Keywords: follow-up, early intervention, SSI, prematurity, high-risk infant, post-discharge, outcomes, smartphone, texting, emailing
Introduction
Transitioning from the highly technological and closely monitored environment of the neonatal intensive care unit (NICU) to home can place a great deal of stress on families struggling to adjust to the new demands of taking care of a baby with potentially complex medical needs.1,2 The psychological and emotional stress that parents encounter while in the NICU is well documented,3,4 and this stress can continue to affect the family in different ways after their infant is discharged.5,6 Relationships within the family may become strained, the financial burden on the family may increase, and families may struggle to find adequate social support during this time.7 Issues with uncertainty of how to take care of the baby and understand their needs, lingering medical concerns and unanswered questions, and differing parental concerns and coping mechanisms all contribute to a higher level of stress than would be otherwise expected for new parents of a baby with no complex medical problems.7 All these stressors may be magnified in low-income and minority families, whose lower resource pool may make mitigation of these stressors more difficult.8,9
Information and communication technology, which may have a potentially significant, and largely unstudied, impact on parents and their feelings of stress at home, is a novel approach to supporting parents in the discharge process. Seventy-seven percent of Americans own a smartphone, and 90% of American adults use the Internet.10 Reliance on smartphones for Internet access has been found to be more prevalent among younger adults, non-whites, and lower income individuals.10 Parents today, in particular, parents of children with complex medical conditions, actively use communication technology such as smartphones, the Internet, email, and texting to access information regarding their child’s condition, reach out to their support network, and communicate with their primary pediatrician.11–13 Parents of infants who are admitted to or have been discharged from the NICU may benefit from this same type of access.

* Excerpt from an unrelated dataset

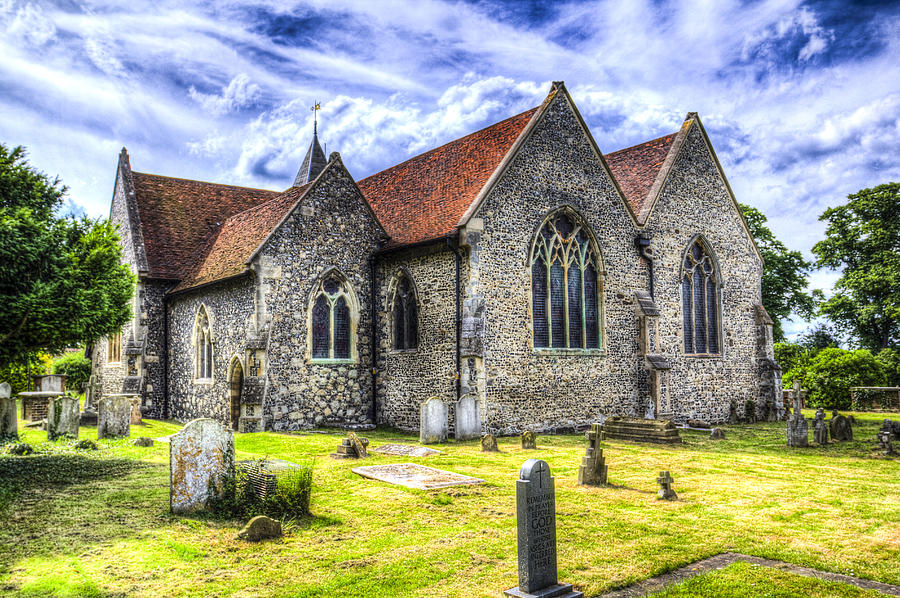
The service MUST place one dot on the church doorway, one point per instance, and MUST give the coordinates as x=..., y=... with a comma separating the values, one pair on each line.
x=236, y=384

However, there is limited information as to whether access to technology can attenuate burdens for low-income families in particular. The majority of the studies in the literature pertaining to the use of communication technology and patients admitted to the NICU have focused on enhancing nursing communication and discharge teaching with parents, providing support to parents after discharge, and exploring what families are using technology for.12–16 No studies, to date, have investigated the impact that access to technology has on the quality of life of these patients’ caregivers following discharge. Information technology has an increasing presence in many aspects of medical care, but information technology ownership and its utility in increasing quality of life and accessing community services in low-income families has not been well established. Our study aimed to (1) describe access to various forms of technology for communication, identify whether certain forms of technology are associated with improved parent quality of life; (2) better infant medical and neurodevelopment outcomes; (3) increased enrollment in community-based programs such as early intervention; and (4) increase enrollment in income/food assistance programs at a safety net hospital, one which provides care to all patients regardless of ability to pay, including those that are undocumented, uninsured, and vulnerable.17
Methods
Study Design and Participants
This cross-sectional study involved administering a 120-item questionnaire/survey to participants. The survey contained validated components in English and Spanish and queried families about life after discharge from the NICU. The Spanish version of the questionnaire and an interpreter were used if English was not the parent’s primary language. We enrolled one parent (mother or father) of preterm (<37 weeks gestation) infants attending a high-risk infant-follow-up clinic at a quaternary urban children’s hospital between 2013 and 2015. This clinic provides multidisciplinary medical and neurodevelopmental follow-up for infants with gestational age <32 completed weeks or birth weight <1500 g. We included English- or Spanish-speaking parents of preterm infants who were up to 24 months corrected age (from term equivalent) with completed developmental assessments. If the infant was one of a multiple gestation, only one response was collected from the family. Consent was obtained when the parent agreed to complete the questionnaire, which was administered via laptop, in person, or by telephone. Participants were provided a small incentive (a $10 gift card) to complete the survey. The Children’s Hospital Los Angeles Human Subjects Protection Program approved the study protocol. Of the 199 eligible participants, 169 answered the questionnaire (85% response rate) and 89 completed the developmental assessments (64 presented at fewer than 6 months of age).
Measurements
The measurements of primary outcomes and parental access to various forms of communication technology are summarized below.
Questionnaire.
The survey assessed both access to and frequency of use of the following communication technology modalities: access to the Internet, email, and text and ownership of a smartphone. The survey also included a validated quality of life measure, the Multicultural Quality of Life Index (MCQLI).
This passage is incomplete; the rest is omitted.